The problem of the long and unclear journey from regulations about reports to actual reporting, it turned out, was an issue that the Qing itself struggled with in the eighteenth century. It was such an intractable problem with such a long history, in fact, that my quest for a single report eventually turned into a manuscript project on the history of central-local archival processes. The resulting monograph: Uncertainty in the Empire of Routine: The Administrative Revolution of the Eighteenth-Century Qing State is now slated for publication with Harvard University Asia Center Press in the fall of 2022. What started out as a simple paper chase – merely a historian trying to establish the soundest possible evidentiary basis for her work – turned into a much larger project about the first hundred years of Qing efforts to generate and track information about local administrative activities.

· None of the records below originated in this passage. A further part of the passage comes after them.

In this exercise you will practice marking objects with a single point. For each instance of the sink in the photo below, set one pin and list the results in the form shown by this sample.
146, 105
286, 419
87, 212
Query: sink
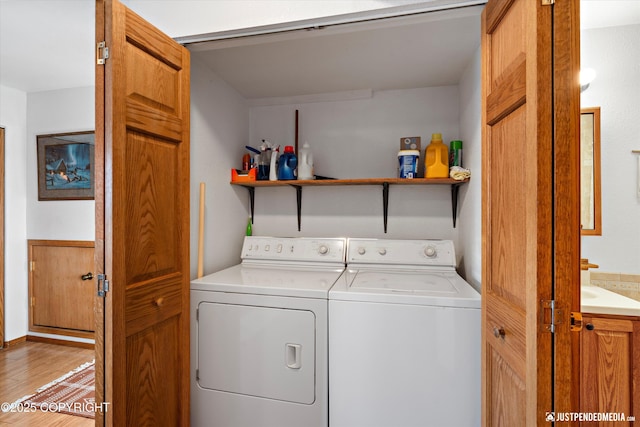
602, 301
588, 294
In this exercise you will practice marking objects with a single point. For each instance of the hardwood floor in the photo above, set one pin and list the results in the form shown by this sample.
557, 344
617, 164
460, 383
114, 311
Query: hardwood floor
27, 366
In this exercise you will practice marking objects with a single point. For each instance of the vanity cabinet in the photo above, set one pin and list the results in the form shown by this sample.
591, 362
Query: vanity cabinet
610, 358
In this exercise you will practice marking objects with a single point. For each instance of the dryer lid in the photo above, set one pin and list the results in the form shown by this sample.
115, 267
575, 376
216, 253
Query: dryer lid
275, 280
443, 288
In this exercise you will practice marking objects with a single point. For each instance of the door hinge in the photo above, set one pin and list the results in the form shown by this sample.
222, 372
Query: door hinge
576, 321
551, 315
102, 52
103, 285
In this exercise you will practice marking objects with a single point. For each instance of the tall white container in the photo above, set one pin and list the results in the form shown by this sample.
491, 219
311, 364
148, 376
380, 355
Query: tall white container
305, 162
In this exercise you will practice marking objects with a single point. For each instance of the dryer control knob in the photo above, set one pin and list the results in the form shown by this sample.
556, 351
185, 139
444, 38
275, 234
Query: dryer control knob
430, 252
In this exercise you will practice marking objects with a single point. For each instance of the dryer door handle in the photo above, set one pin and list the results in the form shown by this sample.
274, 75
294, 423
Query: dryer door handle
293, 354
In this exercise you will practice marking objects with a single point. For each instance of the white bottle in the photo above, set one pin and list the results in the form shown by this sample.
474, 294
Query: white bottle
273, 169
305, 162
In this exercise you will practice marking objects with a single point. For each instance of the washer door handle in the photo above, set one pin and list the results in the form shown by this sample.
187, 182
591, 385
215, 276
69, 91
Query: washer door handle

A turning point, not just in my paper for this special issue but also in my larger manuscript project tracing the history of reporting county-level cases to the central state in Beijing, happened when, at a meeting in Berlin with the Max Planck Institute for the History of Science working group on Histories of Bureaucratic Knowledge in 2019, Kathryn Olesko asked how I distinguished between the two terms “information” and “knowledge” in my work. Not a historian of science by training, my response was one of surprise and ignorance: did it matter? Startled, I opened my laptop and searched for the two terms in the draft of the article.
All of a sudden, I realized that Kathy’s question pinpointed a key distinction in my work: the difference between observing changes in flows of information about phenomena and changes in phenomena themselves. In my paper for the special issue “Histories of Bureaucratic Knowledge,” I sketch the rough outlines of the process by which the Qing state first sought information about corruption and, after over a century of efforts, was caught off guard when knowledge about the prevalence of corruption suddenly seemed to appear without warrant. By reconstructing the time-consuming, often multi-generational, processes by which information was slowly converted into knowledge, my paper considers how the space between information about itself and knowledge of itself took the last Chinese dynasty by surprise.
 The full text of this sub-statute, originally a proposal by the Ministry of Punishment that was approved by the Yongzheng Emperor in 1722, and Xue Yunsheng’s assertions about the date of its codification can be found under the second sub-statute of the law on Not Accepting Plaints (Gaozhuang bu shouli 吿狀不受理) in the Du li cunyi (讀例存疑), available on Professor Terada Hiroaki’s Kyoto University Law School page here.
 The text of this 1736 edict was preserved in the historical statutes section (linian shili 歷年事例) of the Qing Code under the law on Not Accepting Plaints (Gaozhuang bu shouli吿狀不受理). The text may be accessed via the Legalizing Space in China project online here.